The 2015 Rules contain new procedures for arbitrations concerning multiple contracts. Article 14 now allows a claimant to start a single arbitration for disputes arising out of or in connection with multiple contracts, provided that the contracts satisfy certain criteria. This is an important development. In the past, parties with multiple disputes arising out of the same set of facts but under separate contracts had to commence a separate arbitration for each contract. That involved the risk that different tribunals would reach inconsistent conclusions. This risk can now be avoided. In addition, Article 19 now expands on the old rules on consolidation of arbitrations, previously set out at Article 17. Whereas before, CIETAC required the consent of all parties before consolidating two or more arbitrations, Article 19.1 potentially gives CIETAC the power to consolidate at the request of just one party, provided certain conditions are met. In deciding to consolidate, CIETAC must take into account the opinions of all parties. This of course raises the question of whether claimants in multiple arbitrations against non-responsive respondents might use the new provisions at Article 19 to get those arbitrations consolidated.

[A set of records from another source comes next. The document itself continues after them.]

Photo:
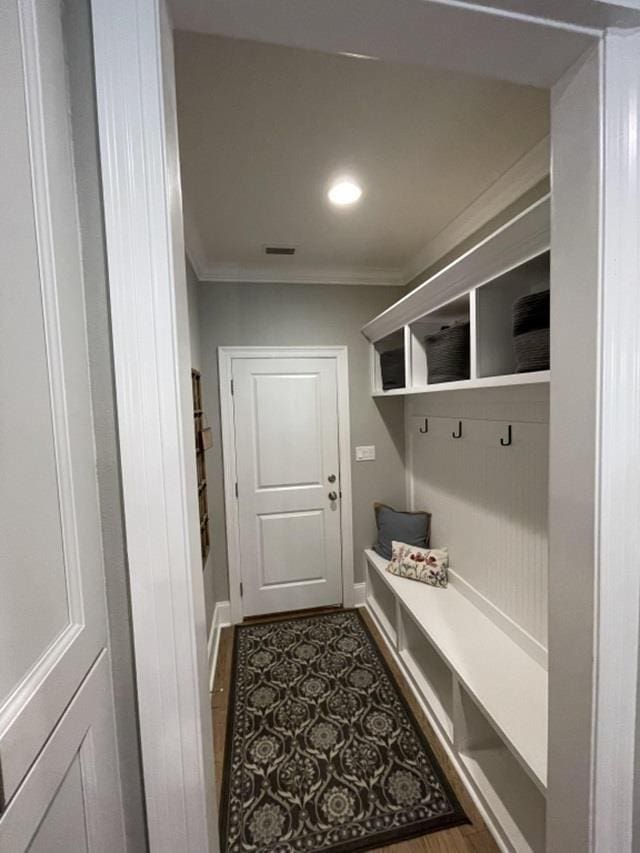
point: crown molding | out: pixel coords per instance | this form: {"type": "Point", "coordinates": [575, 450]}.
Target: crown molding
{"type": "Point", "coordinates": [256, 273]}
{"type": "Point", "coordinates": [528, 171]}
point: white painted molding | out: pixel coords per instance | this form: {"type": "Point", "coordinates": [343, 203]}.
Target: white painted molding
{"type": "Point", "coordinates": [529, 170]}
{"type": "Point", "coordinates": [617, 611]}
{"type": "Point", "coordinates": [221, 619]}
{"type": "Point", "coordinates": [232, 525]}
{"type": "Point", "coordinates": [359, 594]}
{"type": "Point", "coordinates": [514, 243]}
{"type": "Point", "coordinates": [266, 274]}
{"type": "Point", "coordinates": [135, 88]}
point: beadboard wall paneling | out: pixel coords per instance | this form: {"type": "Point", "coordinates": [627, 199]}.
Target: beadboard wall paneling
{"type": "Point", "coordinates": [489, 502]}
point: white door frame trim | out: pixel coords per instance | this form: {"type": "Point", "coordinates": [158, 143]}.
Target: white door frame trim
{"type": "Point", "coordinates": [135, 90]}
{"type": "Point", "coordinates": [226, 355]}
{"type": "Point", "coordinates": [141, 192]}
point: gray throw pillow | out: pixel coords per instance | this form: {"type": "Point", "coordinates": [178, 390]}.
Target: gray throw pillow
{"type": "Point", "coordinates": [414, 528]}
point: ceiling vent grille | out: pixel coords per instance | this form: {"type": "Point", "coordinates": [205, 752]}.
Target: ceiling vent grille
{"type": "Point", "coordinates": [279, 250]}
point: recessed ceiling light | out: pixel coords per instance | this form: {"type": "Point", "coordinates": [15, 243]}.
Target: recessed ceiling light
{"type": "Point", "coordinates": [344, 192]}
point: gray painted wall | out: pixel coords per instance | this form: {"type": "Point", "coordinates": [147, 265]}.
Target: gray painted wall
{"type": "Point", "coordinates": [193, 290]}
{"type": "Point", "coordinates": [304, 315]}
{"type": "Point", "coordinates": [78, 38]}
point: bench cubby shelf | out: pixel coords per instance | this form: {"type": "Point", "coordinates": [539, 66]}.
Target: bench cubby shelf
{"type": "Point", "coordinates": [480, 287]}
{"type": "Point", "coordinates": [484, 694]}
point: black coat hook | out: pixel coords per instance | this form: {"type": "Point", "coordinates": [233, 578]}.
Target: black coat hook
{"type": "Point", "coordinates": [508, 441]}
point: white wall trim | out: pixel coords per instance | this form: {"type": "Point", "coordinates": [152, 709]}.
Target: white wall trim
{"type": "Point", "coordinates": [528, 171]}
{"type": "Point", "coordinates": [226, 355]}
{"type": "Point", "coordinates": [265, 274]}
{"type": "Point", "coordinates": [618, 500]}
{"type": "Point", "coordinates": [359, 594]}
{"type": "Point", "coordinates": [221, 619]}
{"type": "Point", "coordinates": [135, 86]}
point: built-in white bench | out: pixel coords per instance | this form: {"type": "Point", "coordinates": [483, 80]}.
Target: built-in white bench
{"type": "Point", "coordinates": [485, 695]}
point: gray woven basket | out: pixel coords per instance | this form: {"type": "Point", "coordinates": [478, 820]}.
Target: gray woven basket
{"type": "Point", "coordinates": [448, 354]}
{"type": "Point", "coordinates": [532, 350]}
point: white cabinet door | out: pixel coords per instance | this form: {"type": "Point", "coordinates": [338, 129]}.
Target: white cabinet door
{"type": "Point", "coordinates": [52, 609]}
{"type": "Point", "coordinates": [69, 801]}
{"type": "Point", "coordinates": [286, 424]}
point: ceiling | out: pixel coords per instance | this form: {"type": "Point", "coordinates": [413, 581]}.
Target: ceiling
{"type": "Point", "coordinates": [239, 17]}
{"type": "Point", "coordinates": [264, 129]}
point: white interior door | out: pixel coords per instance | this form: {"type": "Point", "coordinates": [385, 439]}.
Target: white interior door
{"type": "Point", "coordinates": [287, 463]}
{"type": "Point", "coordinates": [52, 606]}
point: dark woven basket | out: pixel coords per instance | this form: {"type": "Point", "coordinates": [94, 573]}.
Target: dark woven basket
{"type": "Point", "coordinates": [392, 369]}
{"type": "Point", "coordinates": [448, 354]}
{"type": "Point", "coordinates": [531, 316]}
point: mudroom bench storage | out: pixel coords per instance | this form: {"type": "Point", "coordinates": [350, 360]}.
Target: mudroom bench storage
{"type": "Point", "coordinates": [484, 693]}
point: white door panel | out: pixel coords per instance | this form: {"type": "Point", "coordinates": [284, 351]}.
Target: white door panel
{"type": "Point", "coordinates": [71, 795]}
{"type": "Point", "coordinates": [63, 826]}
{"type": "Point", "coordinates": [52, 607]}
{"type": "Point", "coordinates": [286, 423]}
{"type": "Point", "coordinates": [305, 537]}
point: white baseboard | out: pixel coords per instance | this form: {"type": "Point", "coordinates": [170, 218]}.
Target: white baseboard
{"type": "Point", "coordinates": [221, 619]}
{"type": "Point", "coordinates": [359, 594]}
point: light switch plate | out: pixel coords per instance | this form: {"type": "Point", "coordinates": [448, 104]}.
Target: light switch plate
{"type": "Point", "coordinates": [366, 453]}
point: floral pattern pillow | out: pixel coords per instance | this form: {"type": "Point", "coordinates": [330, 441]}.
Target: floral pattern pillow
{"type": "Point", "coordinates": [428, 565]}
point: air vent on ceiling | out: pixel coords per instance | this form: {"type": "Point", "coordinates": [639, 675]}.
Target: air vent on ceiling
{"type": "Point", "coordinates": [279, 250]}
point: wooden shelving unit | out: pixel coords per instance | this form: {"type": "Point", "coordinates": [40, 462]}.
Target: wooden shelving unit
{"type": "Point", "coordinates": [480, 288]}
{"type": "Point", "coordinates": [201, 467]}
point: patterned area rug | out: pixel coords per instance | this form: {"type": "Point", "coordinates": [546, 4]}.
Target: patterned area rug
{"type": "Point", "coordinates": [322, 751]}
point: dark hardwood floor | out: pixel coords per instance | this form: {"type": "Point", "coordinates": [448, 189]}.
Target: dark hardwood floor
{"type": "Point", "coordinates": [473, 838]}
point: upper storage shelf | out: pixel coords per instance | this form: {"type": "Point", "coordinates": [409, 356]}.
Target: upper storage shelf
{"type": "Point", "coordinates": [473, 298]}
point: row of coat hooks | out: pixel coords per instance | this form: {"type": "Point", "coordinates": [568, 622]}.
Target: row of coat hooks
{"type": "Point", "coordinates": [505, 442]}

Other changes include the provision at Article 2 for an Arbitration Court to handle references, rather than a Secretariat. It remains to be seen what this will mean in practical terms for the administration of cases. The Arbitration Court enjoys new powers, including the power under Article 45.1 to suspend an arbitration at the request of just one party. Perhaps most significantly, the Arbitration Court can grant emergency relief under the CIETAC Emergency Arbitrator Procedures at Appendix III of the 2015 Rules. In suitable cases, the Arbitration Court will appoint an Emergency Arbitrator within one day of receiving a party’s application for an Emergency Arbitrator and its advance on costs. The Emergency Arbitrator must make his decision within just 15 days of his acceptance of appointment.

The rules try to address the difficulties caused by the schism between CIETAC Beijing and the Shanghai and South China (Shenzhen) sub-commissions. Article 2 provides that, where a CIETAC sub-commission no longer exists or its authorisation has been terminated, the case will be administered by the Arbitration Court. Article 2 also tries to reserve CIETAC’s right to decide these jurisdictional questions. Current thinking is that these rules are not binding on the PRC courts. As a result, the risk of inconsistent judicial decisions remains. Caution is still needed when drafting arbitration clauses, to make sure that the clause is effective and to avoid expensive satellite litigation.